Nuevitas, Mars.- Dans l’ans 2011, comme qui allumet une torche au milieu de la brouillard, est né l’iniciative Aires, poussé par le gérant culturel Arnold Romero Simon.
Dans sa première étape lui a réuni à 164 enfants que, parmi accordes, pas de danse et voixes théâtrals, ils mont donné vie à un espace pionnier d’intégration artisitique dans la municipalité; quoique la santé obligé à sa fondateur à arrêter le chemin, la graine resté battre avec vitalité dans la mémoire collective.
Dans le 2015 la brise a encore explosé avec un nom renouvelé: Aires de Bahía. La désignation évoquait le fraîcheur de la mer, ce tourbellon d’authenticité lequel émergait avec chaque rôle juvénile dans la baie de Nuevitas. Depuis ce temps le projet se transformé dans un courageux vague socioculturel que ne connait pas frontières.

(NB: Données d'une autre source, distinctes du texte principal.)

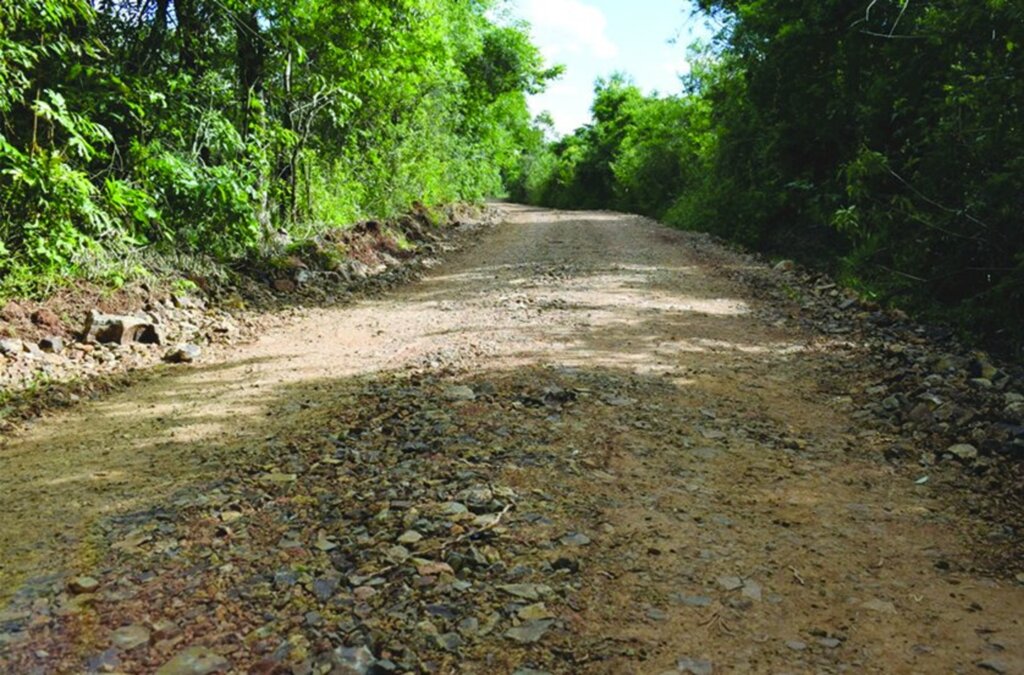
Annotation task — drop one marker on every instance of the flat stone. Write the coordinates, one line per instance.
(11, 346)
(752, 589)
(52, 344)
(129, 637)
(279, 478)
(964, 451)
(352, 661)
(882, 606)
(656, 615)
(525, 591)
(183, 353)
(460, 393)
(195, 661)
(83, 585)
(325, 587)
(120, 330)
(529, 632)
(576, 539)
(694, 666)
(693, 600)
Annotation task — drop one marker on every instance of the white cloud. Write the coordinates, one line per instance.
(568, 28)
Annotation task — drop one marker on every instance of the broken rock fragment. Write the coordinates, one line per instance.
(120, 330)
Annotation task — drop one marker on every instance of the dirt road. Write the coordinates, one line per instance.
(574, 448)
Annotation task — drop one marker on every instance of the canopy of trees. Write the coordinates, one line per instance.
(882, 138)
(207, 125)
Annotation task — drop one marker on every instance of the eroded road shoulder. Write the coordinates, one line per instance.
(571, 450)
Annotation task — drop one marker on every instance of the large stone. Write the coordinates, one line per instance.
(52, 344)
(183, 353)
(46, 319)
(120, 330)
(352, 661)
(195, 661)
(11, 346)
(129, 637)
(528, 632)
(964, 451)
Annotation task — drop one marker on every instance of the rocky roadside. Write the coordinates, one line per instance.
(85, 343)
(951, 413)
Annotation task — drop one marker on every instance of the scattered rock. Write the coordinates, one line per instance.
(11, 346)
(694, 666)
(529, 632)
(752, 590)
(964, 451)
(120, 330)
(195, 661)
(129, 637)
(83, 585)
(461, 392)
(881, 606)
(46, 318)
(52, 344)
(183, 353)
(285, 286)
(576, 539)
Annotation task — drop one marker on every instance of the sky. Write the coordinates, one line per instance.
(595, 38)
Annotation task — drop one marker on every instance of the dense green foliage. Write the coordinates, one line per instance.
(207, 125)
(882, 138)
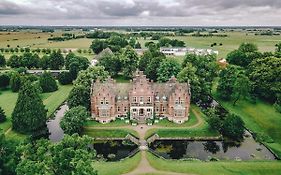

Son siège, le Centre de Gestion Culturel Puerto Prince, enclavé dans le centre historique de la ville, lui se transformé dans epicentre de la vie culturelle local. Là, depuis scènes improvisé dans écoles, jardin d’enfants, institutions et quatiers, la communauté entière s’adhéré à cela avec enthousiasme, comme si chaque voisin était un protagoniste plus.
La danse, la musique et le théâtre s’ont fait langages pour enfants avec nécessités éducatif specials, qui ont trouvé dans cet espace un réfuge où la difference se transformait en richesse.
Les parcs, les plages et les écoles s’ont transformé dans scène ouverts, et le légendaire parc Salvador Cisnero Betancourt vibré au rythme de choréographie lequel n’étaient pas simples spectacles, mais authentique déclarations d’amour et vivre en commun.